In a matchup of the youngest African American starting quarterbacks in the Super Bowl era, 22-year-old Cardinals quarterback Kyler Murray, the top pick in this year’s draft, threw for 349 yards in only his second professional contest.

Not to be outdone, second-year Ravens quarterback Lamar Jackson, also 22, became the only player in regular-season league history to throw for at least 270 yards and rush for at least 120 yards, leading Baltimore to a 23-17 victory.

As a fan, Mehri was thrilled. And as the civil rights attorney who helped establish the Rooney Rule – which requires NFL teams to interview minority candidates for head coaching and senior football operations jobs – he understood the deeper significance of the moment for a league that long has excluded African Americans from its most important and celebrated on-field position.
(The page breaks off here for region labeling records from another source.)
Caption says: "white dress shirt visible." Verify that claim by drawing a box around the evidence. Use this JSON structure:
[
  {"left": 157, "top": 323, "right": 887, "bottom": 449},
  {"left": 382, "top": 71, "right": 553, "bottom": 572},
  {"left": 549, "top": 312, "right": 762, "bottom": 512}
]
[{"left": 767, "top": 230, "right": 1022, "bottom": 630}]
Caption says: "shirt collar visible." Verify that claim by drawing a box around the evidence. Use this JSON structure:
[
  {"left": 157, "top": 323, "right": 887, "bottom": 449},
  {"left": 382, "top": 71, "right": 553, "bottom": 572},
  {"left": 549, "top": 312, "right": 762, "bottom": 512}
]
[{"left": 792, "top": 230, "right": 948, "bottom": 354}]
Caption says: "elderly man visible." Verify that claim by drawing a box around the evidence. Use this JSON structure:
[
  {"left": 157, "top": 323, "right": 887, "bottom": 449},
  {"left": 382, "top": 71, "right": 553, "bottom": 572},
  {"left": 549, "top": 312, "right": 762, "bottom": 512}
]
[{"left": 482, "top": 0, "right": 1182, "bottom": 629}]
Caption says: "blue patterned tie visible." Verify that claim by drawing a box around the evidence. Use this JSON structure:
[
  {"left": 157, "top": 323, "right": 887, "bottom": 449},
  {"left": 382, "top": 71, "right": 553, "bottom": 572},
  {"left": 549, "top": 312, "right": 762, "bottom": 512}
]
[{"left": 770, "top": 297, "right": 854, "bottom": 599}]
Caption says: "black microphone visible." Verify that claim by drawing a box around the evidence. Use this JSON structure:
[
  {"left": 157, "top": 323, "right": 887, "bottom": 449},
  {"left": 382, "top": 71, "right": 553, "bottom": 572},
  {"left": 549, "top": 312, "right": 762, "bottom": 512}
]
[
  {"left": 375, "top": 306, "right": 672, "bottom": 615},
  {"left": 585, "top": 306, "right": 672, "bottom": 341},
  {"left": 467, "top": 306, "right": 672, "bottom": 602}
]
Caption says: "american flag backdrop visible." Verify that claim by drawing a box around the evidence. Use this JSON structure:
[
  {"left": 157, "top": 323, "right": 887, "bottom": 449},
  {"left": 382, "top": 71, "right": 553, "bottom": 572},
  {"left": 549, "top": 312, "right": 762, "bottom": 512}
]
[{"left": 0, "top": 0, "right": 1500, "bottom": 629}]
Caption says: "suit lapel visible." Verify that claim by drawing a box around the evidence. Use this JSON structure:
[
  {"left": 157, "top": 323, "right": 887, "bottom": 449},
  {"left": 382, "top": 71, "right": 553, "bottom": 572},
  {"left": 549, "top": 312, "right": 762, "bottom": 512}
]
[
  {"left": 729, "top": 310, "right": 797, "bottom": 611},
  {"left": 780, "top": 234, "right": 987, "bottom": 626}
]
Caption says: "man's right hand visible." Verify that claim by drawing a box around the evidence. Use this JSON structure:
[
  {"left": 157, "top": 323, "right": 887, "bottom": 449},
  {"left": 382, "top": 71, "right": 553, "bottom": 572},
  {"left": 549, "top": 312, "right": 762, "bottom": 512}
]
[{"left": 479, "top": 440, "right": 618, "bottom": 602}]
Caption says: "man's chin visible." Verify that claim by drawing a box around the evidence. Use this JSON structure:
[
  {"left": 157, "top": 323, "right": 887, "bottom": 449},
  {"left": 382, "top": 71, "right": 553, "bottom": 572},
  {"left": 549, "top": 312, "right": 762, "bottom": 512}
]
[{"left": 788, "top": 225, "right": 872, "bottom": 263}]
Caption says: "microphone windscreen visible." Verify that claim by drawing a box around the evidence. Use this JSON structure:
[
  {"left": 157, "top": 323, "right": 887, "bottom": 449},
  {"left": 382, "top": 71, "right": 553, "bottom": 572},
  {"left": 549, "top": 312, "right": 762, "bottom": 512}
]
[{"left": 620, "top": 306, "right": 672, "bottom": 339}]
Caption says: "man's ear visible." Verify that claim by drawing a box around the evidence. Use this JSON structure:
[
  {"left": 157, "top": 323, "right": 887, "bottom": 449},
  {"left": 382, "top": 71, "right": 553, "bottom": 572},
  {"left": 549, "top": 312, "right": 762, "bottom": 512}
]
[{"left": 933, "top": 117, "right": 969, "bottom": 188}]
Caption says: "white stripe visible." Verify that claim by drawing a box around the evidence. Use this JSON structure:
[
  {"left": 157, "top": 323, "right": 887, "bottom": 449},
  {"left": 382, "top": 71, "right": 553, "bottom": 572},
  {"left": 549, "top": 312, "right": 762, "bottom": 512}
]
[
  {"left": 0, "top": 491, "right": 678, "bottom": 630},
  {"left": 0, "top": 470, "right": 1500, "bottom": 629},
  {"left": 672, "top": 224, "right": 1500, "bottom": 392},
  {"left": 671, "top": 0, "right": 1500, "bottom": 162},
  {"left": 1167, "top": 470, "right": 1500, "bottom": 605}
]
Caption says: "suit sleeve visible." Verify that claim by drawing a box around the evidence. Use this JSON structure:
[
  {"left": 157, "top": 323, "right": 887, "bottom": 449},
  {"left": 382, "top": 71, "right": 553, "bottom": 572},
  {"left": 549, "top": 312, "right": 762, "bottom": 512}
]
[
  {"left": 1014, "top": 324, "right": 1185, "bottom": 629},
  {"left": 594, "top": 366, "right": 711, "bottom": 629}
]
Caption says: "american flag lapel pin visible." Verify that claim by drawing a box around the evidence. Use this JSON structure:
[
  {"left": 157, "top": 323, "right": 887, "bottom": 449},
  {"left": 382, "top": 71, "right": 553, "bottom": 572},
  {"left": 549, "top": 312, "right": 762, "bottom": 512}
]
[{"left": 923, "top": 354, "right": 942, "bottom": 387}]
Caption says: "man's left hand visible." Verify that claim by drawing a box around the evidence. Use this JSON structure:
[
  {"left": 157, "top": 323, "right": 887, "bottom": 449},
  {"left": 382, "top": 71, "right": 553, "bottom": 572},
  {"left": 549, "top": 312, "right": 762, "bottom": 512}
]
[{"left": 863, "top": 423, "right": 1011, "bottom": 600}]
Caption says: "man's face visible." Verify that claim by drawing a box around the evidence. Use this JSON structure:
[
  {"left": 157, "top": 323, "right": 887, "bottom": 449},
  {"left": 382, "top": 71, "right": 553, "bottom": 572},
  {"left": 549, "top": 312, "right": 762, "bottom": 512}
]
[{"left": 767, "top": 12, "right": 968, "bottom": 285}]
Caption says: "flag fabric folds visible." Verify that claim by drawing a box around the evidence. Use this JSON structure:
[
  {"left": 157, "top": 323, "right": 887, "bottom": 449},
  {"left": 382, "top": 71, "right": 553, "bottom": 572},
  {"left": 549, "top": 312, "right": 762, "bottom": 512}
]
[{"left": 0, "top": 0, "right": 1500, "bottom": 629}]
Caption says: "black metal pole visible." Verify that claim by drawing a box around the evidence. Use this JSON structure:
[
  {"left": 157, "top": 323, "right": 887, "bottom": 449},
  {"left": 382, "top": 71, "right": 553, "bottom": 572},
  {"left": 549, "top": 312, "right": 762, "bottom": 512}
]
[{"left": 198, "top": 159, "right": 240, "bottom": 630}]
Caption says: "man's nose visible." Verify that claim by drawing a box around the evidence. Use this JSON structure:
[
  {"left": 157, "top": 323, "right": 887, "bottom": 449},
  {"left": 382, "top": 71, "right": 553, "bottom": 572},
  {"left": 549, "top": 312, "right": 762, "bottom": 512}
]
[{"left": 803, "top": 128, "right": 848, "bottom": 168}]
“Kyler Murray showed maturity beyond his years,” Mehri said. “They had no running game. The stadium is so loud. It was 100% on him. And he carved up the defense.

“Then you look at Lamar Jackson. His field awareness was so impressive. He can sense the pass rush and escape. He places the ball with nice touch. He’s showing the complete game.

“We’re trying to overcome 100 years – literally 100 years! – of stereotyping of black quarterbacks. And they demolished all of them in that one game.”

As the NFL celebrates its centennial season, the league is experiencing a changing of its quarterback guard. Peyton Manning and Andrew Luck are retired. Eli Manning has been benched. Ben Roethlisberger is out for the season, and faces an uncertain future.

Health permitting, Tom Brady, Drew Brees, and Phillip Rivers continue to truck along – but each is far closer to the end of their careers than the beginning.

All of those players are white. Meanwhile, the NFL’s most promising and accomplished young signal-callers are predominantly black: not just Jackson and Murray, but also Dallas’ Dak Prescott (26 years old), Houston’s Deshaun Watson (24), and Kansas City’s Patrick Mahomes (24).

And that’s not all. As Jason Reid of The Undefeated has noted, 2019 marks the first year in which the league’s reigning MVP (Mahomes), No 1 overall pick (Murray), highest-paid player (Seattle’s Russell Wilson), and a former MVP (Carolina’s Cam Newton) are all African American quarterbacks.

Small wonder, then, that Reid’s website has declared this “the year of the black QB”. Yet that same excellence raises a question: given that roughly 70% of NFL players are African American, why has it taken so long for the league’s marquee position to begin to follow suit?

The answer lies in a lengthy history of overt discrimination and subtle bias – and a determined, multi-generational effort by black athletes to overcome both.

“How do you get from there to here?” Mehri says. “You build a wall of integration. Bit by bit. Brick by brick.”